Cult Cinema: The House with Laughing Windows (1976) - Reviewed

Courtesy of Euro International Films
Uncredited co-author to Pier Paolo Pasolini’s Salo and among the best and most wholly original Italian horror directors, Pupi Avati though considered a master remains curiously unknown outside of dedicated giallo circles.  Though prolific, the film that got people’s attention initially could well be the scariest and most disturbing of the genre in living memory.  

While bearing among the more peculiar giallo title cards with The House with Laughing Windows, from top to bottom this film starts out screaming and ends in deranged cackling literally and figuratively.  Among the least seen and more ferocious examples of giallo which like Footprints on the Moon turns the tropes on their head and reinvents the genre to some degree, The House with Laughing Windows wastes no time in riling the viewer up before finally leaving them broken and deeply shaken.

 
From the opening titles sequence lensed in rough black-and-white which are downright harrowing to the deeply dread soaked score by Amedeo Tommassi, The House with Laughing Windows begins ominously as it follows Stefano (Lino Capolicchio) into the village of Valli di Comacchio where he’s been assigned to restore a fresco of the martyrdom of Saint Sebastian left behind by a mercurial deceased artist named Legnani.

While on the job he begins dating local schoolteacher Francesca (Francesca Marciano) who soon joins forces with Stefano as he grows increasingly suspicious of the task at hand, especially when townsfolk inform Stefano of Legnani’s unscrupulous if not downright murderous and cruel practices.  As clues and people begin disappearing without explanation, Stefano grows further intrigued by what the townspeople are trying to cover up and the truth behind Leganini’s complicated legacy.
 
Taking full advantage of the Valli di Comacchio locations awash with stark scenic beauty and a sense of barren isolation shot beautifully by Pasquale Rachini, The House with Laughing Windows is a gorgeous looking slow burn that eventually ratchets up the tension towards a full-blown freak out sure to leave even the most hardened giallo fans jittering.  

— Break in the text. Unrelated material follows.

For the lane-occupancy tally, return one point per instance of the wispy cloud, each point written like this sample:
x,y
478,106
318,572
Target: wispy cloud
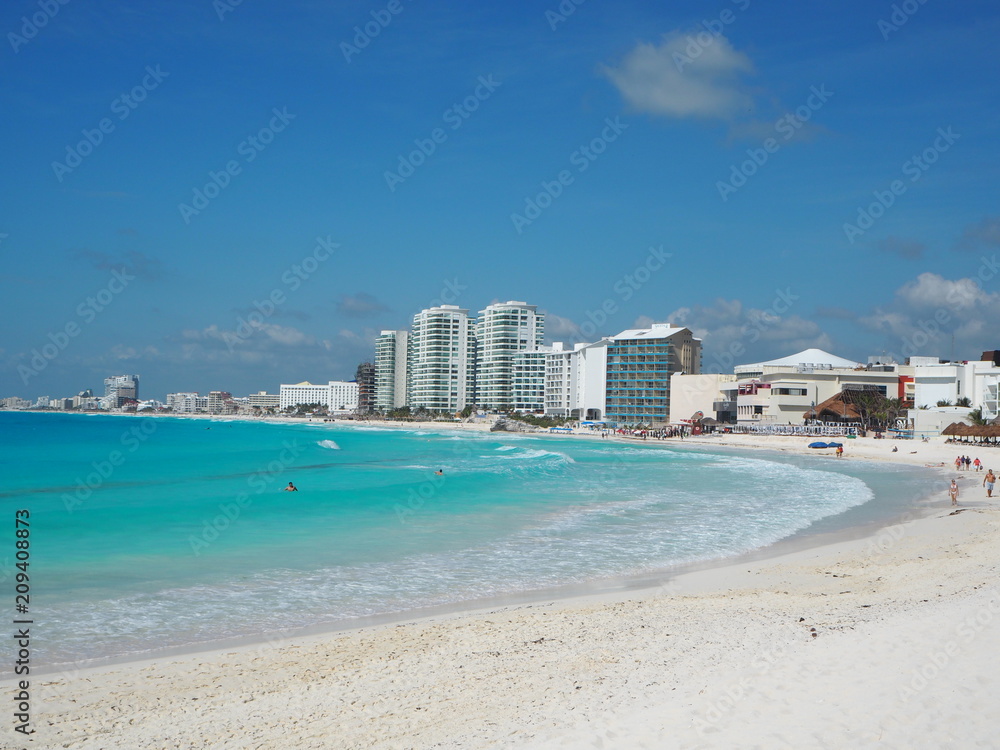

Spawning from a story director Avati heard involving the exhuming of a priest and co-written by Antonio Avati on the heels of the box office failure of his film House of Pleasure for Women, the film manages to evoke fear and disorientation from the viewer without resorting to heavy lighting and kaleidoscopic colors often utilized by Mario Bava or Dario Argento.  Instead, much of the film’s strength comes from the editing and juxtapositions which create their own degrees of tension in between elongated extended takes that deliberately run on until your heart is anxiously pounding.
 
Led by David di Donatello award winning actor Lino Capolicchio who is tasked with making the archetypical giallo hero at once stoic, determined, streetwise and perhaps at the end of it a little crazy.  An unlikely protagonist for the giallo thriller whom we’re fully with but could well be an unreliable narrator himself, The House with Laughing Windows posits him with his head just barely above water as dark and mysterious forces gradually close in on him.  Equally strong is Francesca Marciano as the love interest who gets caught up in the cat-and-mouse game being deployed against Capolicchio.  The most unlikely actor in the piece is American screenwriter Eugene Walter who winds up harboring one of the biggest shocks the giallo picture has ever depicted onscreen.
 
A demon drop of an Italian thriller that keeps turning the screws of anxiety and fear until you feel confused and petrified by the time the end credits roll, The House with Laughing Windows remains curiously unavailable in the United States outside of importing the British DVD.  That’s a tragedy because as someone who considers himself mostly experienced with the giallo film, this one yanked the rug out from under me in ways not even the most jaded edgy horror fans will see coming.  


The title itself and its poster image of a Rocky Horror Picture Show set of lips and teeth in a wicked cackle evoke everything from terror of the supernatural, the unknown or perhaps the occult.  Startlingly gory, violent, grotesque and genuinely shocking, The House with Laughing Windows is a real nightmare of a movie which could well be the pinnacle of the subgenre.